Several events have taken place since I last posted on this site. I’ve been traveling a great deal, which makes it difficult to post consistently. However, I want to thank three different groups who have been kind enough to invite me to speak. The first one is St Michael’s Episcopal School, which is near Richmond. The students were so respectful and many asked insightful questions. The appreciation they showed, along with wonderful enthusiasm from their teachers and librarians, made me glad that I’m still interacting with school groups. It also gives me hope that these children (our future) will go forward with more knowledge of how to be more tolerant of those who are different.
The Catholic Woman’s Club (Richmond) asked me to be the speaker for their bi-annual author’s luncheon where they raise money for scholarships. My presentation had special meaning for the group, since it was a Catholic farm family who risked their lives to save the 13 Jews I write about in “Izzy’s Fire. I asked Simon Sibelman, the executive director of the Virginia Holocaust Museum, to share the time I was allowed. A noted scholar on the Holocaust and wonderful speaker, Simon offered special insight into the subject.
A third, and very special event, took place April 7. As a Christian, I was humbled to be the keynote speaker at the Yom HaShoah program for the Jewish Educational Alliance (JEA) in Savannah, Georgia. The service to commemorate Holocaust Remembrance Day is observed as Israel’s day of commemoration for the approximately six million Jews who perished in the Holocaust as a result of the actions carried out by Nazi Germany and its accessories, and for the Jewish resistance in that period.

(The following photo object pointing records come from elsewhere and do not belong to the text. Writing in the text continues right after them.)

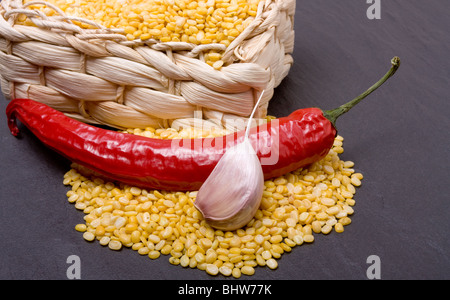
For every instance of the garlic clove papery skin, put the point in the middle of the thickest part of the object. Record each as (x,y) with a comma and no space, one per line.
(231,195)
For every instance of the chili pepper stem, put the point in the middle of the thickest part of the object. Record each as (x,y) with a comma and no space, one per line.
(333,114)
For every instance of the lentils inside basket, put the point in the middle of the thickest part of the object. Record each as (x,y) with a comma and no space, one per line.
(196,22)
(294,208)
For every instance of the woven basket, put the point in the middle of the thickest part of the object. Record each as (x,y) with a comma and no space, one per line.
(99,77)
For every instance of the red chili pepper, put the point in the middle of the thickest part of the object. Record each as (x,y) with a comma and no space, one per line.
(295,141)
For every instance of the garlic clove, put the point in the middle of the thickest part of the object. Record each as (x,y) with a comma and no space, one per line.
(231,195)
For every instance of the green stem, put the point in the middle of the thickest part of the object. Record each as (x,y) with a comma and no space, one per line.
(333,114)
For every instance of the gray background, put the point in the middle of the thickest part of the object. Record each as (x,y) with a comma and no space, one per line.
(398,138)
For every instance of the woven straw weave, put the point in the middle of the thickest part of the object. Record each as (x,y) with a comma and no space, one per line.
(99,77)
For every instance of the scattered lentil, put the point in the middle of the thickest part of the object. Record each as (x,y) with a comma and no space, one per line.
(294,208)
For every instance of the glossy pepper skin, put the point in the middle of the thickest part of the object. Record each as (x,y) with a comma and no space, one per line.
(295,141)
(299,139)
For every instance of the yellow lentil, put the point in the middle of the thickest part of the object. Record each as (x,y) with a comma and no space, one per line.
(202,22)
(295,207)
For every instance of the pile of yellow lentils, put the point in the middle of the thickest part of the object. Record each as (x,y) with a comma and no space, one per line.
(294,207)
(196,22)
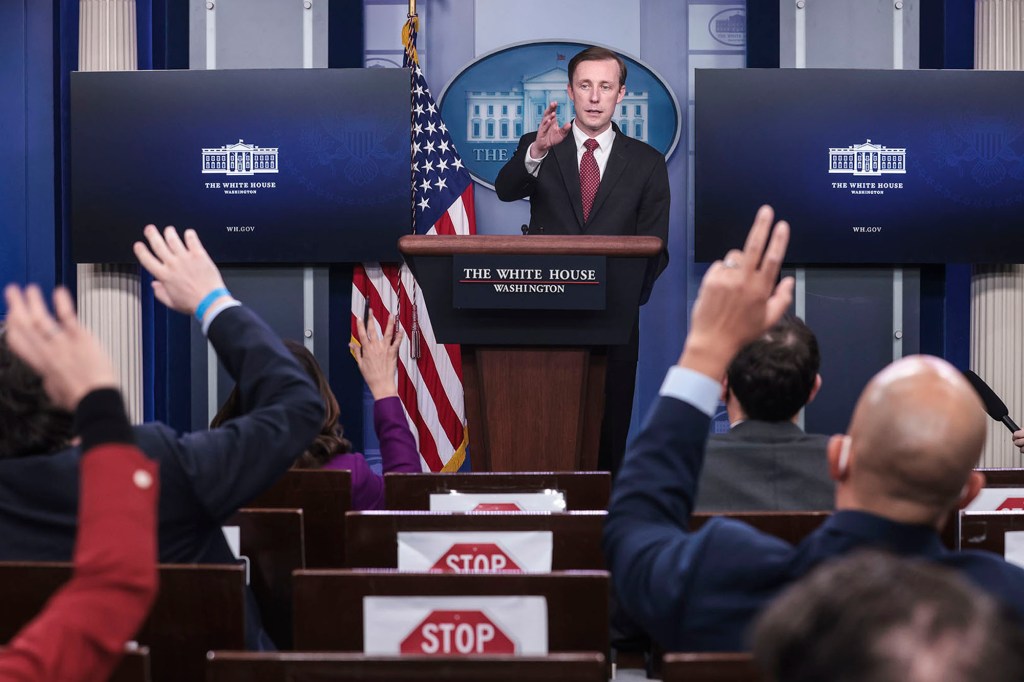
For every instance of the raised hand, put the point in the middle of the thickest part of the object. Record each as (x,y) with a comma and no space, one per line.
(738,298)
(378,356)
(184,273)
(549,133)
(68,357)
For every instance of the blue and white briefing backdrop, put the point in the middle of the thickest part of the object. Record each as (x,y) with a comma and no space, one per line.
(495,99)
(867,166)
(272,166)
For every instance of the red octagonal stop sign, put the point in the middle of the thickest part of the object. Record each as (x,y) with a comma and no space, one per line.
(457,633)
(464,557)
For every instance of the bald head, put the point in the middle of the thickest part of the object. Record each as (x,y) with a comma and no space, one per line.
(916,433)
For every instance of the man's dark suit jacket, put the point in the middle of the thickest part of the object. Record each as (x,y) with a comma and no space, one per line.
(633,197)
(205,476)
(766,466)
(700,591)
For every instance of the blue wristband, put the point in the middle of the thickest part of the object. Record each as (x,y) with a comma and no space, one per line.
(204,305)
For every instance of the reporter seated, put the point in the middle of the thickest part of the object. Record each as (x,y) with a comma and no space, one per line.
(206,476)
(81,634)
(377,357)
(766,462)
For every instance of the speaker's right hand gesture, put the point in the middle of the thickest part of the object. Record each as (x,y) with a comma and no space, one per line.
(549,133)
(183,271)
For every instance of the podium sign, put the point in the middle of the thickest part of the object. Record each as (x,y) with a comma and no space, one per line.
(534,374)
(528,282)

Drawing on my life as a farmer’s daughter, I chose to speak on my memories of farm life and how my father taught me to sow seeds and carefully tend the tender plants. It is my hope that “Izzy’s Fire” can be used to sow the seeds of tolerance. My presentation followed a very moving candlelight service held to honor memories of loved ones lost during the Holocaust. Prior to the service, the names of victims had been read aloud for many hours. The hallways in the building were graced by numerous pieces of art supplied by children from Ramdam Day School and St. Vincent’s Academy, their powerful work giving special significance to the event. In the photo below, Jennifer Rich, director of programming for the JEA and the Savannah Jewish Federation, paused for a moment to appreciate the art with me and Rabbi Robert Haas, rabbi of Mickve Israel, the third oldest Jewish congregation in the United States. Rabbi Haas had just closed the Yom HaShoah service, attended by about 300 people, with the Mourner’s Kaddish Prayer.